USA Hockey is not a fledgling organization. It has a revenue of nearly $43 million per year, most of which comes not from ticket sales or television deals, but from membership dues — a number that would naturally increase if more women are drawn in to the sport. The executive director, Dave Ogrean, made over $440,000 in 2014.
So the organization’s decisions aren’t just a violation of the Ted Stevens Olympic and Amateur Sports Act, which requires national governing sports bodies to “provide equitable support and encouragement for participation by women where separate programs for male and female athletes are conducted on a national basis.” They also seem to be bad business.
“Growth in women’s hockey is good for USA Hockey,” Lamoureux-Davidson said.
The waiting game
Over the past couple of days, the USWNT has received support from everyone from their women’s soccer counterparts to Billie Jean King, U.S. senators, and male hockey players.
And yet, while USA Hockey finally said on Thursday night that it would return to the negotiation table, any deal that would satisfy the team enough to spur them to report to camp next week and skate at the world championships still seems a long way off.
The USWNT players are still hoping for the best; they want to take the ice in Plymouth. After all, that represents the one reward they are currently guaranteed to receive for all of their hard work — a chance to represent their country on the biggest stages of the sport; a chance to compete against the best.
But they’re no longer willing just to take whatever they can get. They’re demanding what they know they’re worth.

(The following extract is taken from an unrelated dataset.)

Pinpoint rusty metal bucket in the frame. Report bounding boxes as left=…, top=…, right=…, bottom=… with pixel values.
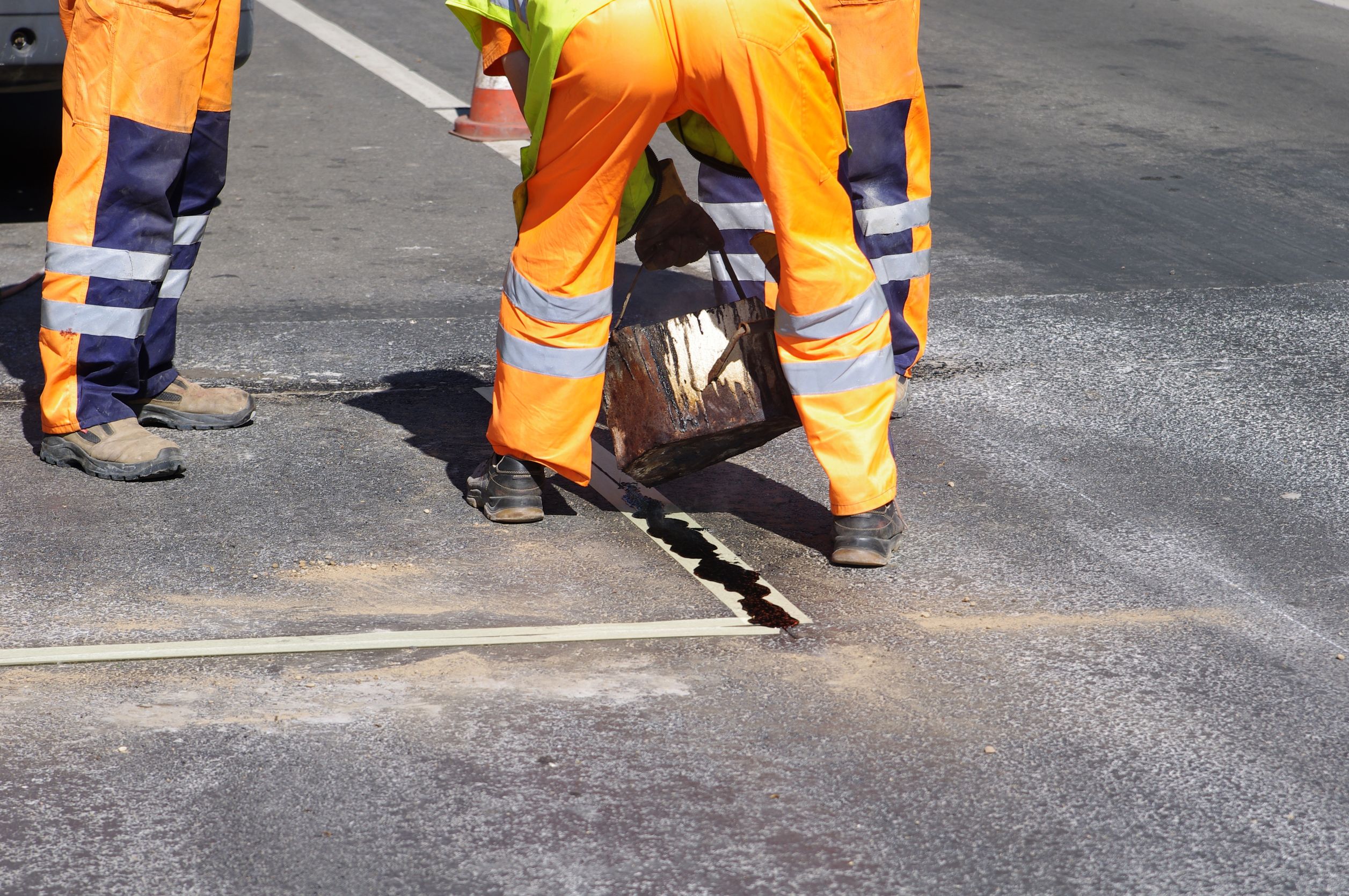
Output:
left=604, top=285, right=801, bottom=486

US Women's Hockey team is taking a stand for equality. Being a world class athlete should not be treated as a part time job.
— Billie Jean King (@BillieJeanKing) March 16, 2017
This boycott might cost some players the chance to live out their dream, particularly the younger players that USA Hockey would turn to without its stars. But right now, with even the college and U-18 players on board, USA Hockey is going to have to dig pretty deep into its roster to find anyone willing to cross the proverbial picket line.
“We feel bad that there’s a couple of girls who might miss out on their world championship,” Lamoureux-Davidson said. “But what we’re doing is for the future of the program, and I think that perspective makes it a lot easier.”
In the past two days, this story has garnered headlines everywhere from CNN to Teen Vogue. In a world where women’s marches are drawing millions, and in a month dedicated to women internationally, this fight is about much more than just hockey.
“You have to step outside yourself and realize that this is bigger than any one tournament.”
“I think in this climate, I think America would love to see something positive come out of this” Lamoureux-Davidson said. “This fight resonates well beyond women’s hockey; it resonates with women’s sports, and even beyond. This is a global fight too, it’s not just here in the U.S.”
There might not be a U.S. team to take the ice at the world championships in a couple of weeks, which would be devastating. But a decade from now, girls who dream of winning an Olympic gold on the ice, and college graduates who are have earned the right to be on the USWNT and who are able to make hockey their full-time job, might look back at this boycott as the most important movement in women’s hockey. And because of that, the risk is worth taking.
“You have to step outside yourself and realize that this is bigger than any one tournament,” Lamoureux-Davidson said.